The other repertory work on Atzinger’s program was Debussy’s L’Isle Joyeuse, a piece that has more in common with earlier piano works by the composer such as Pour le Piano rather than it does some of the mistier Preludes. Atzinger made much of the springy, highly rhythmic character of this piece and its exuberant conclusion, which was neatly accomplished.

Admirable as all this was, this recital was most interesting for its two contemporary pieces, the first of which was a brand-new composition, probably in its Florida premiere, of Ivory and Ebony, by the American composer Joan Tower. It was commissioned for the San Antonio contest, and it’s an evocative work in which jazzy tone color and broad emotionalism are expressed through the idea of a rivalry between music made on the black keys and the white keys.

Tower’s piece begins with a soft, quiet series of repeated chords that alter slightly harmonically, creating a sonic color wash very much in keeping with the Debussy that followed it. Tower makes use of the full keyboard, from deep rumblings in the bass to running passages in opposition directions that reach both ends of the instrument. Amid all this tonal bravura is a little motif, the first three notes of a minor-key scale, that help anchor the music in a narrative context.

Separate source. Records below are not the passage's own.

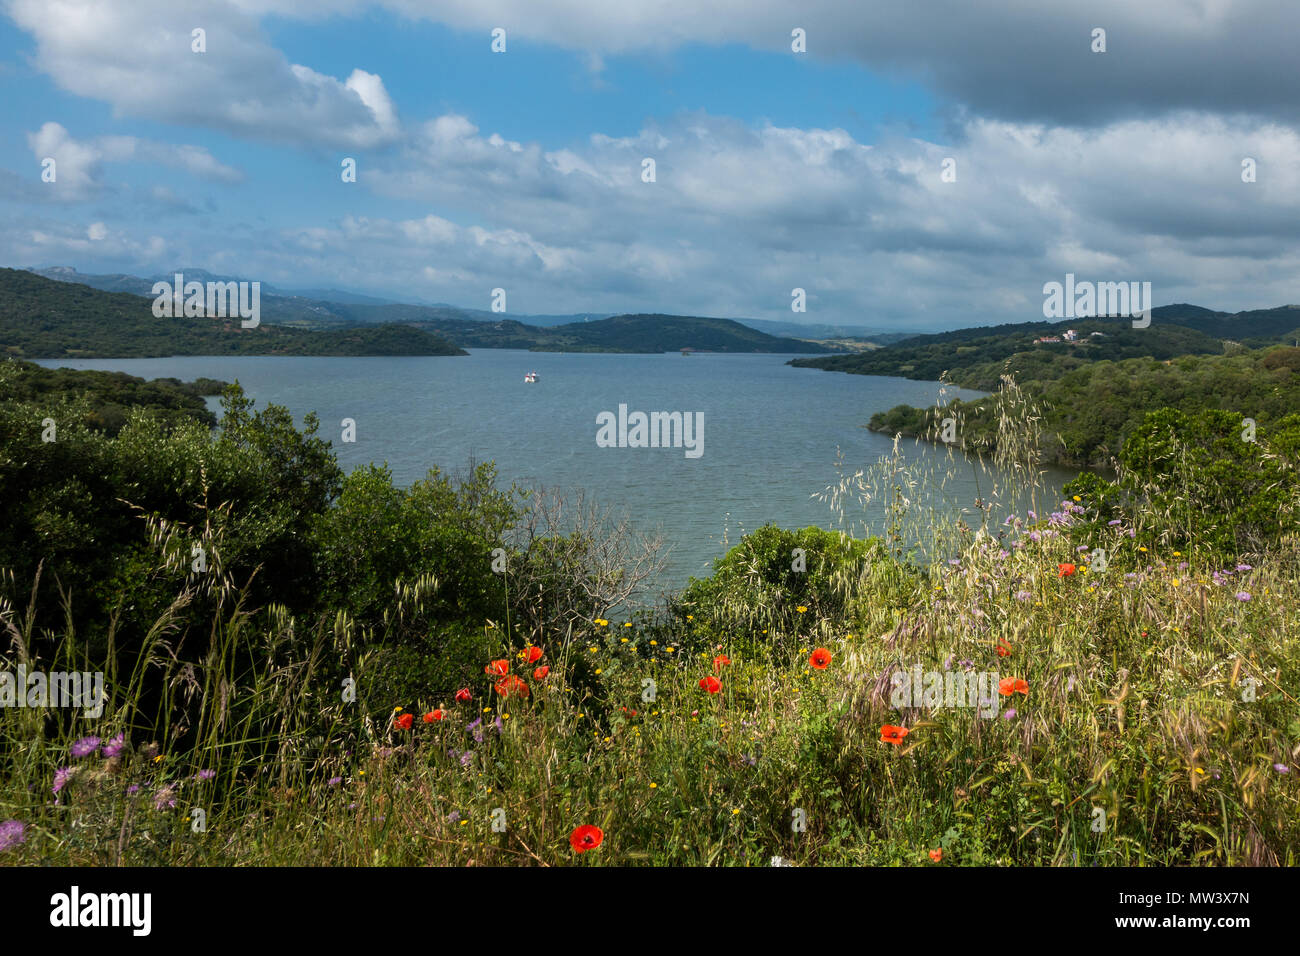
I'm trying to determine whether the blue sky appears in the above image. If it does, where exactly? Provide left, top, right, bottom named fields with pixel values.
left=2, top=1, right=1299, bottom=330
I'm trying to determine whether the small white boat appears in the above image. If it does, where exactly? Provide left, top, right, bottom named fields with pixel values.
left=524, top=371, right=539, bottom=383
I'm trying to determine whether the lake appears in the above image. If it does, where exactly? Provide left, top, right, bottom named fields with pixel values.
left=37, top=350, right=1074, bottom=592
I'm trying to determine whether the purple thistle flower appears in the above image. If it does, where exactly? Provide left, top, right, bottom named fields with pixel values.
left=1107, top=519, right=1122, bottom=527
left=327, top=776, right=343, bottom=787
left=1002, top=709, right=1017, bottom=720
left=195, top=769, right=216, bottom=781
left=1027, top=511, right=1037, bottom=520
left=0, top=820, right=26, bottom=852
left=493, top=716, right=504, bottom=733
left=447, top=810, right=461, bottom=824
left=1235, top=591, right=1251, bottom=602
left=70, top=736, right=100, bottom=759
left=467, top=718, right=484, bottom=744
left=52, top=766, right=76, bottom=796
left=100, top=733, right=125, bottom=758
left=1015, top=590, right=1031, bottom=602
left=1274, top=764, right=1290, bottom=774
left=152, top=786, right=177, bottom=811
left=1027, top=531, right=1041, bottom=543
left=1237, top=564, right=1253, bottom=572
left=948, top=559, right=961, bottom=566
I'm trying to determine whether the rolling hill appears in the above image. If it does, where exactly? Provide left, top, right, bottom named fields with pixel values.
left=0, top=269, right=467, bottom=358
left=18, top=267, right=835, bottom=354
left=789, top=305, right=1300, bottom=390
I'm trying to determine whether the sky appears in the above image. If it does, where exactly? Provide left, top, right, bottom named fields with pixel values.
left=2, top=0, right=1299, bottom=332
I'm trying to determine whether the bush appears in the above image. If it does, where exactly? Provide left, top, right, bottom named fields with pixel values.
left=1065, top=408, right=1300, bottom=557
left=676, top=525, right=884, bottom=642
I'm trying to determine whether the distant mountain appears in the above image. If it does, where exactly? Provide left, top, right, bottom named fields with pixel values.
left=0, top=269, right=466, bottom=358
left=535, top=313, right=828, bottom=353
left=789, top=304, right=1300, bottom=390
left=29, top=267, right=616, bottom=330
left=1157, top=303, right=1300, bottom=341
left=731, top=316, right=916, bottom=344
left=22, top=266, right=841, bottom=353
left=277, top=287, right=400, bottom=306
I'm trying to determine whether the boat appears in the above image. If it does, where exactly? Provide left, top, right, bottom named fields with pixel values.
left=524, top=371, right=539, bottom=383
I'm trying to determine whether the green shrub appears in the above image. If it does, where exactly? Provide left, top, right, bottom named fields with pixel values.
left=676, top=525, right=884, bottom=641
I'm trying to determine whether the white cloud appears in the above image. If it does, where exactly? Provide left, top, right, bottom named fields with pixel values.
left=293, top=110, right=1300, bottom=325
left=6, top=0, right=401, bottom=148
left=25, top=122, right=243, bottom=199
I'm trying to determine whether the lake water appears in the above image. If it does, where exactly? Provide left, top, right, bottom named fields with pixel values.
left=37, top=351, right=1074, bottom=592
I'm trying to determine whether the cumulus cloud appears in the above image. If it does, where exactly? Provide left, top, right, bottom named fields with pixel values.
left=6, top=0, right=401, bottom=148
left=71, top=108, right=1281, bottom=328
left=22, top=122, right=243, bottom=199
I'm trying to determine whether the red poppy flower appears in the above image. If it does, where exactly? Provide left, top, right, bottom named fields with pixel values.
left=494, top=675, right=530, bottom=698
left=393, top=712, right=414, bottom=731
left=995, top=639, right=1012, bottom=657
left=998, top=677, right=1029, bottom=696
left=880, top=724, right=909, bottom=745
left=454, top=688, right=472, bottom=704
left=928, top=848, right=943, bottom=862
left=1058, top=563, right=1077, bottom=577
left=713, top=654, right=732, bottom=671
left=423, top=710, right=443, bottom=723
left=570, top=824, right=603, bottom=853
left=525, top=645, right=543, bottom=664
left=533, top=665, right=550, bottom=681
left=485, top=659, right=510, bottom=676
left=699, top=675, right=722, bottom=694
left=809, top=648, right=832, bottom=670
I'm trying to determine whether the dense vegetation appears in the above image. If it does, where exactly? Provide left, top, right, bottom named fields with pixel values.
left=867, top=346, right=1300, bottom=469
left=0, top=359, right=223, bottom=432
left=793, top=317, right=1224, bottom=390
left=791, top=305, right=1300, bottom=390
left=1, top=363, right=1297, bottom=866
left=0, top=269, right=467, bottom=358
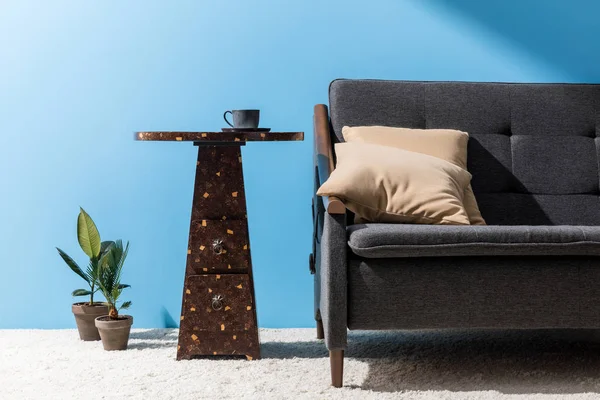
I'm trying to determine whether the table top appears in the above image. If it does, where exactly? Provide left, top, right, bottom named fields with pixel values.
left=135, top=131, right=304, bottom=142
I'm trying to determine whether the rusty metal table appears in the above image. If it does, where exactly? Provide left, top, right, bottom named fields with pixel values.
left=136, top=131, right=304, bottom=360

It’s a well-crafted piece, as would be expected from a major composer, and while it may not be all that distinctive it does make a big impression on the listener, and assuredly presents tremendous technical demands on the performer.

For an encore, Atzinger played the first movement of the Piano Sonata No. 1, written in 1990 by the contemporary Australian composer Carl Vine. This is a tempestuous, powerful piece, rich in popular-music influence but also strongly in the tradition of 20th-century piano writing. It, too, presents a huge challenge to the performer, with its repeated motoric patterns, huge leaps in both hands, and gigantic climaxes, alternating with semi-jazz brooding in which wistful scraps of melody wander over big wee-hours chords.

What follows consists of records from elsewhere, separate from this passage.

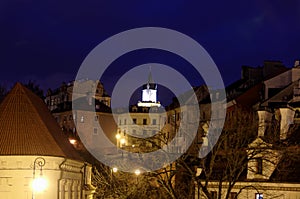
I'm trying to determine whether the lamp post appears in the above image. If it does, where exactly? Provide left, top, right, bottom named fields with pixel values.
left=115, top=133, right=121, bottom=147
left=32, top=157, right=47, bottom=199
left=134, top=169, right=141, bottom=184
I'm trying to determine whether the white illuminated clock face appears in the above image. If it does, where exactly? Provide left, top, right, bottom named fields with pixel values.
left=142, top=88, right=156, bottom=102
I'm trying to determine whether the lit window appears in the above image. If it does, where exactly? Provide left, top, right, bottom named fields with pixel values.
left=80, top=116, right=84, bottom=123
left=255, top=193, right=263, bottom=199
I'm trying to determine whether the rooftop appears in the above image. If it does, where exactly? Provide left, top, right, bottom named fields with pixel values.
left=0, top=83, right=82, bottom=160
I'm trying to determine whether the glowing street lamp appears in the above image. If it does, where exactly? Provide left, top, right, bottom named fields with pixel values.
left=115, top=134, right=121, bottom=140
left=134, top=169, right=141, bottom=183
left=115, top=133, right=121, bottom=148
left=32, top=157, right=47, bottom=199
left=32, top=177, right=47, bottom=192
left=69, top=138, right=77, bottom=145
left=112, top=167, right=118, bottom=173
left=134, top=169, right=141, bottom=176
left=120, top=138, right=126, bottom=146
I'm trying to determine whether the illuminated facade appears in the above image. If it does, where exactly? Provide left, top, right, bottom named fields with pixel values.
left=137, top=70, right=161, bottom=107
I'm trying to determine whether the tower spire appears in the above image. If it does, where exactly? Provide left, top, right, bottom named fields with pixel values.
left=147, top=66, right=154, bottom=84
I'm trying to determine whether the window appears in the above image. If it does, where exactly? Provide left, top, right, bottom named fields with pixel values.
left=132, top=118, right=137, bottom=124
left=229, top=192, right=237, bottom=199
left=255, top=193, right=263, bottom=199
left=55, top=116, right=60, bottom=123
left=124, top=119, right=127, bottom=125
left=143, top=119, right=147, bottom=125
left=94, top=115, right=99, bottom=121
left=211, top=191, right=217, bottom=199
left=256, top=158, right=263, bottom=174
left=93, top=128, right=98, bottom=135
left=295, top=110, right=300, bottom=118
left=152, top=119, right=156, bottom=125
left=63, top=116, right=67, bottom=123
left=69, top=115, right=73, bottom=120
left=80, top=116, right=84, bottom=123
left=143, top=130, right=147, bottom=136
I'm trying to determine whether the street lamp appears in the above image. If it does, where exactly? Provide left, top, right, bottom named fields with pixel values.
left=134, top=169, right=141, bottom=176
left=120, top=138, right=126, bottom=146
left=116, top=133, right=121, bottom=147
left=32, top=157, right=47, bottom=199
left=112, top=167, right=118, bottom=173
left=134, top=169, right=141, bottom=184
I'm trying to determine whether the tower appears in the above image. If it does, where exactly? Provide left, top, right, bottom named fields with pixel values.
left=137, top=68, right=161, bottom=107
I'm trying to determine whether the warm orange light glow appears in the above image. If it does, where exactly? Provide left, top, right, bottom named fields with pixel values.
left=32, top=176, right=47, bottom=192
left=69, top=139, right=77, bottom=145
left=134, top=169, right=141, bottom=176
left=112, top=167, right=118, bottom=173
left=120, top=138, right=126, bottom=145
left=115, top=134, right=121, bottom=139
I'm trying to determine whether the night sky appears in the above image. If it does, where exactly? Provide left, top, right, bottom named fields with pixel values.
left=1, top=1, right=300, bottom=103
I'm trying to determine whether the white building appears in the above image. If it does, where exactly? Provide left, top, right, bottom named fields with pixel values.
left=0, top=83, right=95, bottom=199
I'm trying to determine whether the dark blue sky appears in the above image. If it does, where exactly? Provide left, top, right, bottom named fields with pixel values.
left=1, top=0, right=300, bottom=96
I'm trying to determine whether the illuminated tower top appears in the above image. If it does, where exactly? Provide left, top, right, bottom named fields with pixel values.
left=137, top=68, right=161, bottom=107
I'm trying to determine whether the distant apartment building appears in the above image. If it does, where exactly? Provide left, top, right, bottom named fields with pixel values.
left=44, top=79, right=111, bottom=141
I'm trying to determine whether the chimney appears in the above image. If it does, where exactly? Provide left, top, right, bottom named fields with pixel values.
left=279, top=108, right=295, bottom=140
left=257, top=110, right=272, bottom=137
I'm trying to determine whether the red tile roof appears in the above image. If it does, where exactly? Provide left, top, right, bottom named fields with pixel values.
left=0, top=83, right=82, bottom=160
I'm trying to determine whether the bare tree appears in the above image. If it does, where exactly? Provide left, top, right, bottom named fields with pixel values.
left=0, top=84, right=7, bottom=103
left=24, top=80, right=44, bottom=99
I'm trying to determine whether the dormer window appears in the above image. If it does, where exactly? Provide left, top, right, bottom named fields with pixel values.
left=256, top=158, right=263, bottom=174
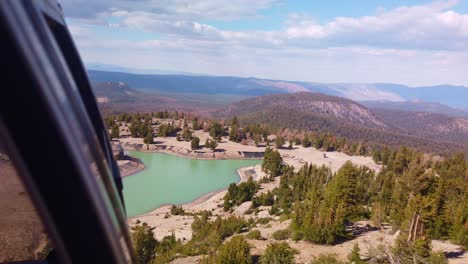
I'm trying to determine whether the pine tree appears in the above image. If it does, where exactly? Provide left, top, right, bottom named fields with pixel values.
left=209, top=122, right=223, bottom=141
left=209, top=140, right=218, bottom=151
left=192, top=117, right=200, bottom=130
left=229, top=117, right=241, bottom=143
left=143, top=129, right=153, bottom=144
left=302, top=134, right=310, bottom=148
left=191, top=137, right=200, bottom=150
left=131, top=221, right=157, bottom=264
left=110, top=124, right=120, bottom=139
left=208, top=235, right=252, bottom=264
left=181, top=128, right=192, bottom=141
left=254, top=136, right=260, bottom=147
left=260, top=242, right=295, bottom=264
left=348, top=244, right=364, bottom=264
left=262, top=147, right=283, bottom=178
left=275, top=136, right=284, bottom=149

The Vine sonata appears to be a popular work with the current generation of pianists, and for the very good reason that its music is of high enough quality to make its difficulties worth overcoming. Atzinger, a player of frequent facial contortions, threw himself into the piece, displaying again a large technique and a thorough passion for the music he’s playing.

It was an unusual but most rewarding way to end a program, and the Steinway Gallery audience gave him an enthusiastic response.